Monday, May 16, 2011

Bad Credit Refinancing is Available to Homeowners in Ontario – is it the best choice?

Homeowners in Ontario, especially in Toronto, are amongst the most highly taxed in the country. These taxes in combination with rising gas prices and ever-present inflation have made it increasingly difficult for the middle class homeowner to make ends meet.

To make matters worse, the Federal Government has tightened its mortgage lending guidelines across Canada and the Bank of Canada has made a number of quarter point increases to the national lending rate.

The economy in Ontario is steadily improving but a number of Canadians are coming out of the recession with bruised credit. The automotive manufacturing industry has endured mass layoffs, as have the supporting industries that supply the automotive manufacturing sector. They are not alone; many service sectors like the financial services sector have suffered similar circumstances.

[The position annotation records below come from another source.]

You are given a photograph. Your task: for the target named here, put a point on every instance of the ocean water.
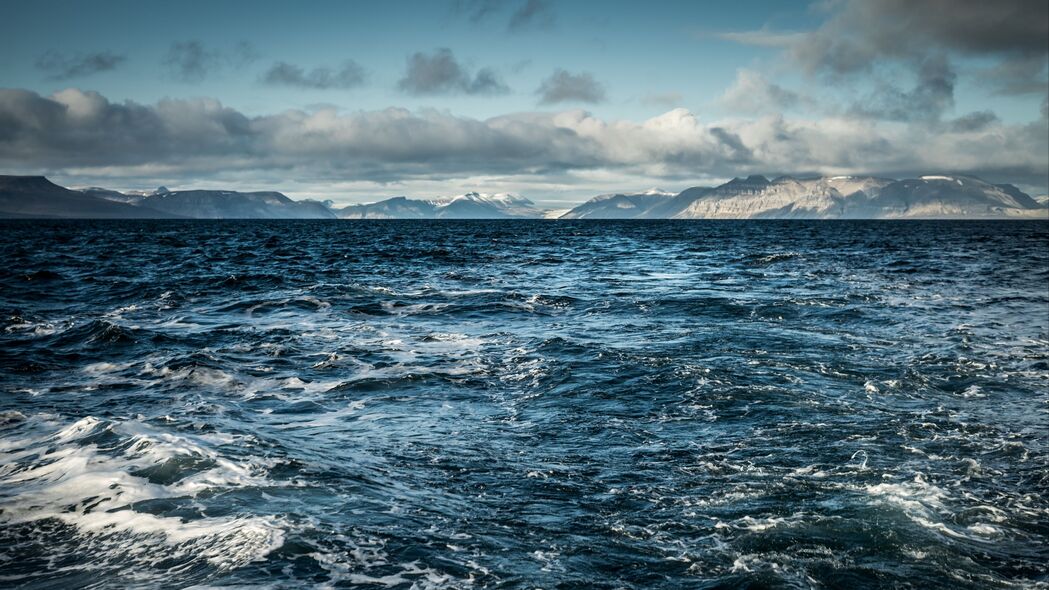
(519, 404)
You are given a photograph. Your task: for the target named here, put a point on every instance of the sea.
(523, 404)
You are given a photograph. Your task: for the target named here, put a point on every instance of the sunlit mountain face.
(358, 104)
(525, 294)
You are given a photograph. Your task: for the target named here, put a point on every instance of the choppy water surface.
(525, 404)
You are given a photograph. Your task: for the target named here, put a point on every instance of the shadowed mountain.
(36, 196)
(618, 206)
(470, 206)
(232, 205)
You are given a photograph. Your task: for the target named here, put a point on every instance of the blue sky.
(750, 80)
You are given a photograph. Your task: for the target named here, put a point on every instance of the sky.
(357, 102)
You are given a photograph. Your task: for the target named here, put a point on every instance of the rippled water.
(525, 404)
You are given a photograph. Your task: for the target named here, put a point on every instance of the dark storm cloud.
(865, 30)
(191, 61)
(441, 74)
(349, 75)
(932, 95)
(61, 66)
(922, 39)
(82, 132)
(562, 86)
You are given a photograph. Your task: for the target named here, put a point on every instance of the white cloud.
(82, 131)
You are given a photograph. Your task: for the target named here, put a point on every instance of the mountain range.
(755, 196)
(826, 197)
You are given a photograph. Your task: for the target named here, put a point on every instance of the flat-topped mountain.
(619, 206)
(830, 197)
(36, 196)
(755, 196)
(469, 206)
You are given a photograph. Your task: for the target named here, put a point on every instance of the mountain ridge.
(754, 196)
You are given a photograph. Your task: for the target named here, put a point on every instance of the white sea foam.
(87, 476)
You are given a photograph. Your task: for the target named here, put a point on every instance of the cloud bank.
(82, 132)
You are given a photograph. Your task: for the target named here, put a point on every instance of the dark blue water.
(525, 404)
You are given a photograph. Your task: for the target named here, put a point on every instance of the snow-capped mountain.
(618, 206)
(826, 197)
(469, 206)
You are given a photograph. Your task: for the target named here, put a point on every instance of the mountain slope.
(36, 196)
(232, 205)
(469, 206)
(618, 206)
(831, 197)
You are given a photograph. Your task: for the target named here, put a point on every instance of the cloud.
(441, 74)
(751, 92)
(61, 66)
(191, 61)
(523, 15)
(933, 93)
(534, 14)
(662, 99)
(890, 40)
(349, 75)
(82, 132)
(562, 86)
(864, 30)
(973, 122)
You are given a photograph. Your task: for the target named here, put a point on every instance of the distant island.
(785, 197)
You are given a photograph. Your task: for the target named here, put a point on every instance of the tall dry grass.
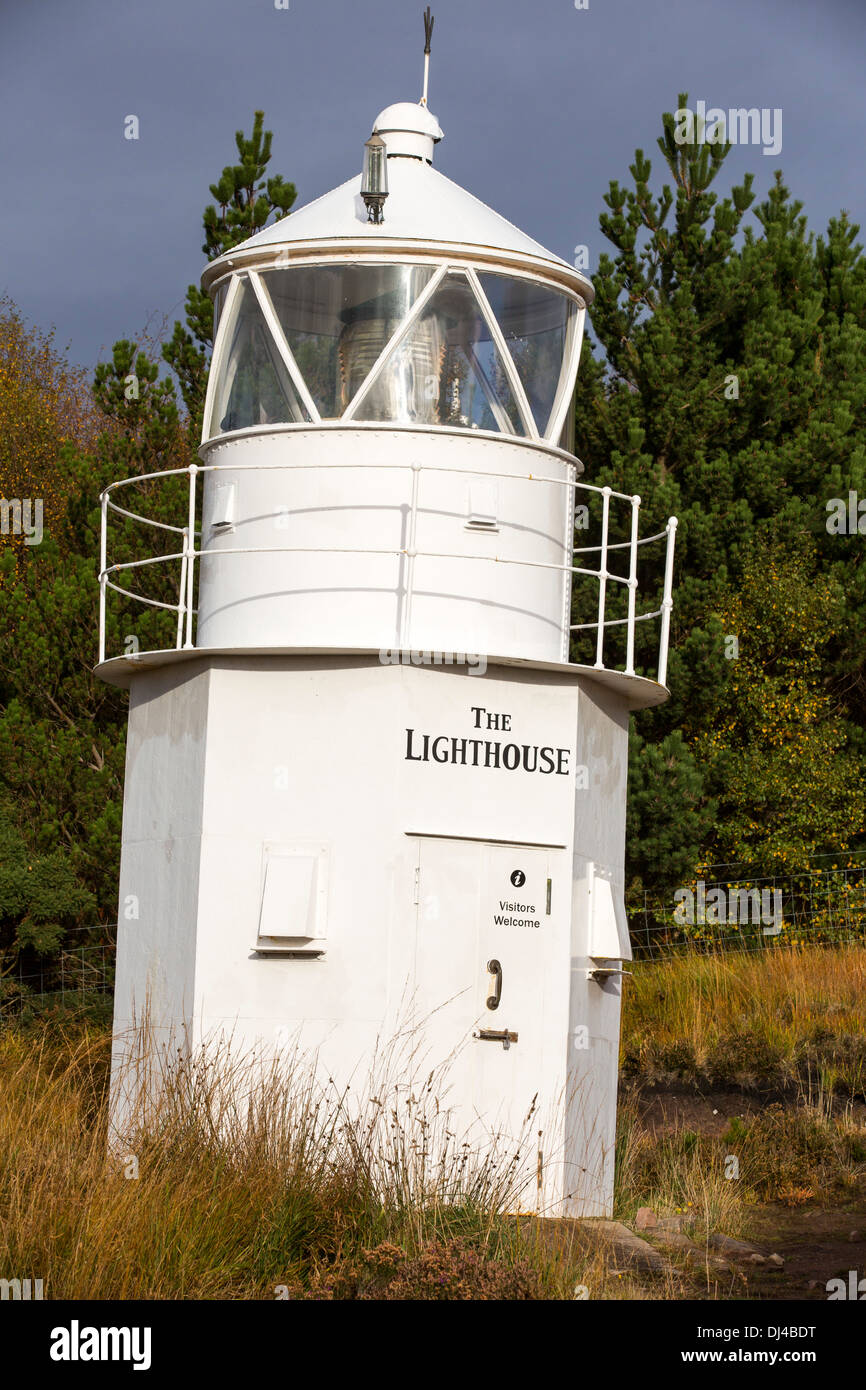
(774, 1018)
(246, 1182)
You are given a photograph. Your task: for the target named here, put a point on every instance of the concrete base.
(364, 861)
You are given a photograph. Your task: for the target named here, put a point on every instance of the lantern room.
(399, 346)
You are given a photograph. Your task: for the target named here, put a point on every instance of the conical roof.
(424, 209)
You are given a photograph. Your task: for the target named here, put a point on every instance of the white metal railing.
(191, 552)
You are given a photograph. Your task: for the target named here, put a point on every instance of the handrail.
(185, 608)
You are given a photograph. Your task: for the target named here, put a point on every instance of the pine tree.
(245, 200)
(731, 392)
(63, 731)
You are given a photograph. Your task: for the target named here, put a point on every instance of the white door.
(488, 925)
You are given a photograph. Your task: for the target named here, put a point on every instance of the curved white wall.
(291, 495)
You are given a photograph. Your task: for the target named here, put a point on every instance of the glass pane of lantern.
(534, 321)
(446, 370)
(338, 319)
(253, 387)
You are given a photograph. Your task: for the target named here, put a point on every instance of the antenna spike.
(428, 24)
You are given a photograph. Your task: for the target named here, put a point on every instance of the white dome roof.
(407, 116)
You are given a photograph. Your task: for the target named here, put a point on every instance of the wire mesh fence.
(79, 973)
(820, 906)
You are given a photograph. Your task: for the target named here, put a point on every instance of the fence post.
(633, 585)
(103, 552)
(667, 599)
(189, 551)
(602, 580)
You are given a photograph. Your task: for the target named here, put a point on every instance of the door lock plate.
(495, 1036)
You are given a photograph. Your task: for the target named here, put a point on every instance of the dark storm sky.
(541, 106)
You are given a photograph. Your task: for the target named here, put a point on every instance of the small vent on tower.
(483, 508)
(293, 900)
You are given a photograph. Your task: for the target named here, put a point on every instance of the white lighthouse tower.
(367, 790)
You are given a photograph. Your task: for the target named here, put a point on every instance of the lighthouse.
(369, 790)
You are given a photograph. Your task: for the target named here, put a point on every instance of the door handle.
(495, 969)
(503, 1036)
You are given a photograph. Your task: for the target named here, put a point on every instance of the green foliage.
(733, 395)
(39, 894)
(245, 200)
(63, 731)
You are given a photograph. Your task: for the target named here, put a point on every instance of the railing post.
(189, 551)
(633, 584)
(182, 592)
(602, 576)
(103, 553)
(410, 555)
(666, 599)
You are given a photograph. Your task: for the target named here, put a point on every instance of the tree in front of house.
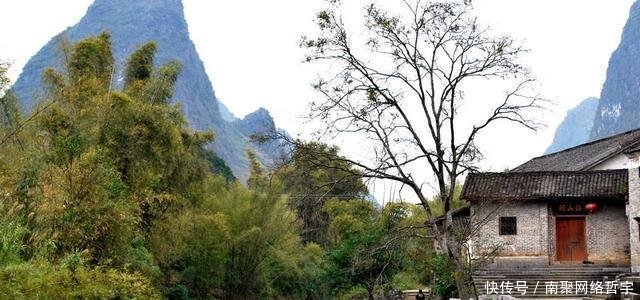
(402, 90)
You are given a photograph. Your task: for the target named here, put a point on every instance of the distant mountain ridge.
(133, 23)
(576, 126)
(619, 107)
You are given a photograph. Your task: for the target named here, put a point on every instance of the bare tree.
(402, 90)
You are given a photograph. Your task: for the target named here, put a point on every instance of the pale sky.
(250, 50)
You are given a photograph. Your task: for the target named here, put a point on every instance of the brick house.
(577, 207)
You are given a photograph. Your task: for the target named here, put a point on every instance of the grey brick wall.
(532, 223)
(633, 210)
(607, 231)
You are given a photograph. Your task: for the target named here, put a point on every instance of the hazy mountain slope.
(132, 23)
(576, 126)
(619, 108)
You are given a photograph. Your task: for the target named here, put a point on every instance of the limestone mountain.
(131, 24)
(576, 126)
(619, 107)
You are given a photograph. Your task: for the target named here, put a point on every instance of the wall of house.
(534, 245)
(607, 235)
(529, 247)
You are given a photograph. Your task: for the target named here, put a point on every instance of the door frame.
(586, 253)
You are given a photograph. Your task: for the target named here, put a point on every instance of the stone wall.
(607, 233)
(532, 223)
(633, 211)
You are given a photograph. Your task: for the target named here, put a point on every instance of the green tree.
(310, 182)
(370, 247)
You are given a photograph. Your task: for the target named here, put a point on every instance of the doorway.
(571, 239)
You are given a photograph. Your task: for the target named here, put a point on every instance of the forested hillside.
(106, 193)
(131, 24)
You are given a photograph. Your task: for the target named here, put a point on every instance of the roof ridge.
(551, 172)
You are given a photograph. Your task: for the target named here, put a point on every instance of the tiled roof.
(584, 156)
(544, 185)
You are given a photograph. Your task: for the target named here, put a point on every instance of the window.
(508, 226)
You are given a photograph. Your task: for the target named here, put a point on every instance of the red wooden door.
(570, 239)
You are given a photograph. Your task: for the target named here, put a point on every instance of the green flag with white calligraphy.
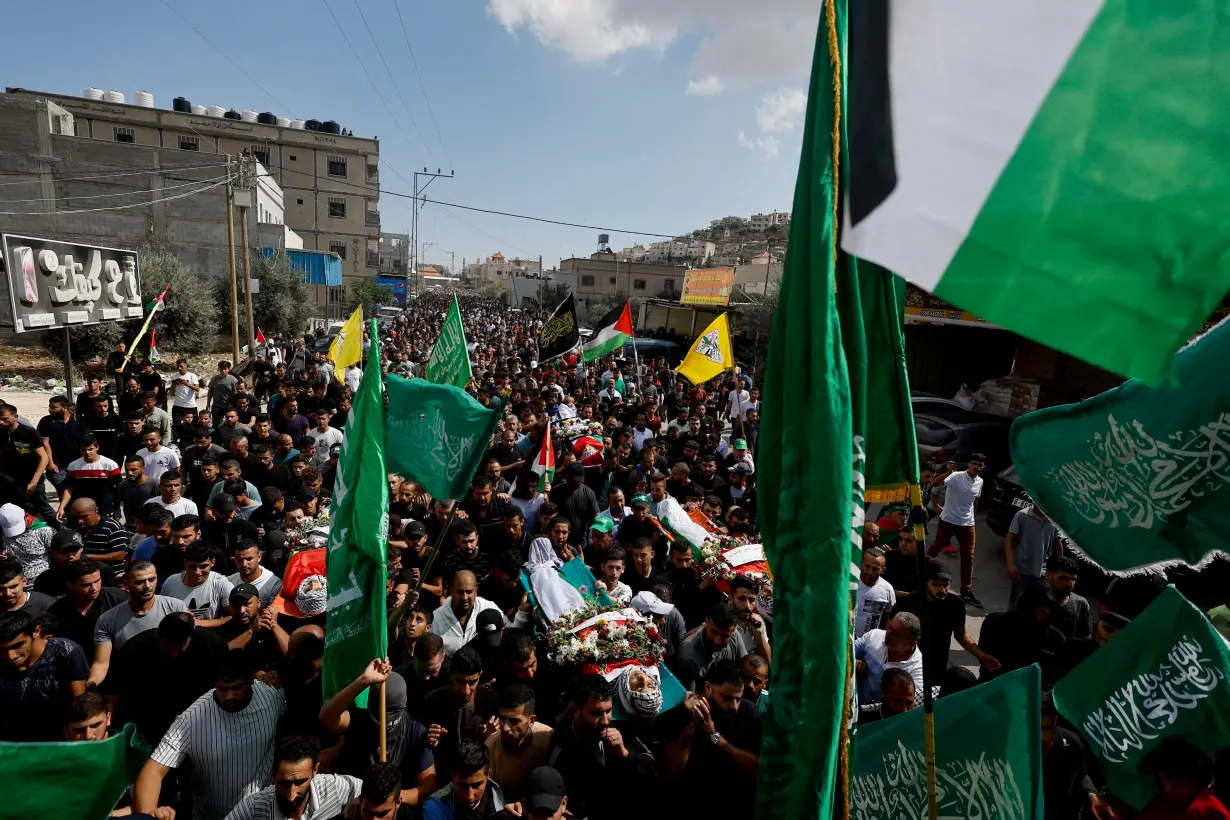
(356, 562)
(438, 434)
(449, 363)
(988, 756)
(1165, 675)
(1138, 475)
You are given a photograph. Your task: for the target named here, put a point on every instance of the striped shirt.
(231, 752)
(327, 797)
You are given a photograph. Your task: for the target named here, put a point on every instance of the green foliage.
(367, 293)
(187, 323)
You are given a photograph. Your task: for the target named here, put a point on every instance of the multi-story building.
(330, 178)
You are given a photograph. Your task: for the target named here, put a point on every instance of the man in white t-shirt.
(875, 596)
(185, 386)
(957, 519)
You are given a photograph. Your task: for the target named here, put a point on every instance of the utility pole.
(230, 244)
(246, 186)
(413, 226)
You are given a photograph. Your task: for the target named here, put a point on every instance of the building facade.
(330, 181)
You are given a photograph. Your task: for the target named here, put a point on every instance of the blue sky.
(642, 114)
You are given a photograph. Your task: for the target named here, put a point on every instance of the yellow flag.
(710, 353)
(347, 346)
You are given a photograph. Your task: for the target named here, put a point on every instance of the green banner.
(449, 363)
(1165, 675)
(988, 756)
(1138, 475)
(69, 780)
(354, 630)
(438, 434)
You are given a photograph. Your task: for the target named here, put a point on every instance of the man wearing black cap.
(577, 502)
(406, 738)
(944, 618)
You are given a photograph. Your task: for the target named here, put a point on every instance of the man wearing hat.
(944, 618)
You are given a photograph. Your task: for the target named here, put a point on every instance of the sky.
(652, 116)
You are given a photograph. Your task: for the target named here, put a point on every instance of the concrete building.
(330, 180)
(394, 255)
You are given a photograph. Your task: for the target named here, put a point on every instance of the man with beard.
(298, 792)
(228, 735)
(406, 738)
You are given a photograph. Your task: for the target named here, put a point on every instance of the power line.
(103, 196)
(234, 64)
(394, 81)
(92, 210)
(421, 84)
(106, 175)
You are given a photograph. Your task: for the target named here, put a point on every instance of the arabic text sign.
(63, 284)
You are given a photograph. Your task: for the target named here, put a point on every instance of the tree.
(187, 323)
(367, 293)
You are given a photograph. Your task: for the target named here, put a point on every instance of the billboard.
(63, 284)
(709, 287)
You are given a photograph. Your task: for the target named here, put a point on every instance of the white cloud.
(741, 42)
(781, 110)
(706, 87)
(768, 146)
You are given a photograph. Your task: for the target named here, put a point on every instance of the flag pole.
(918, 519)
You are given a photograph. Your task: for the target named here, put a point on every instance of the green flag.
(1165, 675)
(1138, 475)
(438, 434)
(449, 363)
(805, 486)
(354, 631)
(69, 780)
(988, 756)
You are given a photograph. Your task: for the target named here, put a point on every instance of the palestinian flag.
(1055, 167)
(613, 332)
(544, 466)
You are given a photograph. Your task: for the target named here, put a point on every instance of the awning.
(319, 267)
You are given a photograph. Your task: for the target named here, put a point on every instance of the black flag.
(560, 333)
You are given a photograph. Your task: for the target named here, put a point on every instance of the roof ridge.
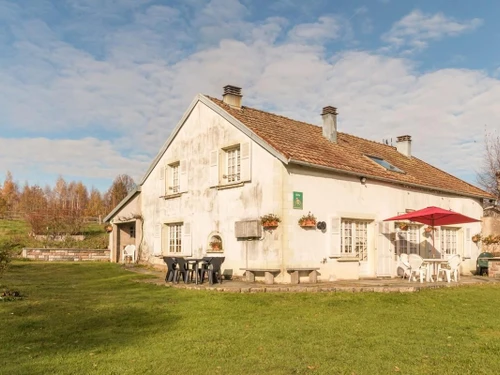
(268, 113)
(301, 122)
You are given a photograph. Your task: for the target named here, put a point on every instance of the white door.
(355, 243)
(385, 250)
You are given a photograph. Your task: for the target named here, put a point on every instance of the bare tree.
(489, 176)
(95, 205)
(10, 193)
(122, 185)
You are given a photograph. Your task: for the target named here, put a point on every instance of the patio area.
(382, 285)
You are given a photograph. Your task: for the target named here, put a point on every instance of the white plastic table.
(432, 263)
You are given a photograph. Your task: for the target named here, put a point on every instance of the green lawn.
(97, 319)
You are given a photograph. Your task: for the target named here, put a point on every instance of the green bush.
(8, 247)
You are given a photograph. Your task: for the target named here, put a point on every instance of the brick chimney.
(403, 145)
(329, 116)
(232, 96)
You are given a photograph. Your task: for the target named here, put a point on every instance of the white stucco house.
(225, 165)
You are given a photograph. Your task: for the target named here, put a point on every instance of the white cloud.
(327, 27)
(147, 74)
(416, 29)
(82, 158)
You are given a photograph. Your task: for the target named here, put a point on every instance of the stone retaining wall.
(494, 268)
(67, 255)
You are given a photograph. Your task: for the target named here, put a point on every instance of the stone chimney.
(403, 145)
(232, 96)
(329, 116)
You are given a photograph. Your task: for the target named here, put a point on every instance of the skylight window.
(385, 164)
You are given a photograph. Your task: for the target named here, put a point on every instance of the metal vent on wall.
(248, 229)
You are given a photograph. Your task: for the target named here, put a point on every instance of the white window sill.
(230, 185)
(346, 259)
(171, 196)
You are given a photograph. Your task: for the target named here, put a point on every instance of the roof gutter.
(383, 179)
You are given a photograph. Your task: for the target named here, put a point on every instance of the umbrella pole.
(433, 234)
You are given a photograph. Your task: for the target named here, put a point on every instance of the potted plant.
(270, 221)
(308, 220)
(215, 245)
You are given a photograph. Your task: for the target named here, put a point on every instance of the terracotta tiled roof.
(304, 142)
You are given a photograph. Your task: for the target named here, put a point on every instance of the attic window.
(385, 164)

Those who have bad credit have fewer choices when it comes to bad credit refinancing but that doesn’t mean that it’s not available.

Bad credit refinancing is available to homeowners in Ontario. It can be a good choice for families who need to consolidate debt, cover the costs of home improvements or pay for their children’s education.

If you are considering pursuing bad credit refinancing, you will have more negotiating power if you thoroughly understand the current state of your credit and financial profile, thereby knowing what value you present to a prospective borrower.

You can do this by obtaining your credit report to see your credit score. It may not be as bad as you think. Most banks require a minimum credit score in of 680 before they will consider an applicant for credit. CMHC will approve high ratio insurance for an individual with a credit score of as little as 620 if they have not had any late payments in the past 3-4 years and are free of bad debt.

Trust Companies, credit unions and mortgage investment corporations all offer CMHC insured mortgage refinancing to individuals who have credit scores that are above 620 but less than the banks minimum of 680.

If your credit score was 670, then you may want to consider strengthening it somewhat so that you can qualify for a mortgage that is financed by the bank. A mortgage financed by the bank is always a more desirable option because they are able to offer the lowest, discounted mortgage rates.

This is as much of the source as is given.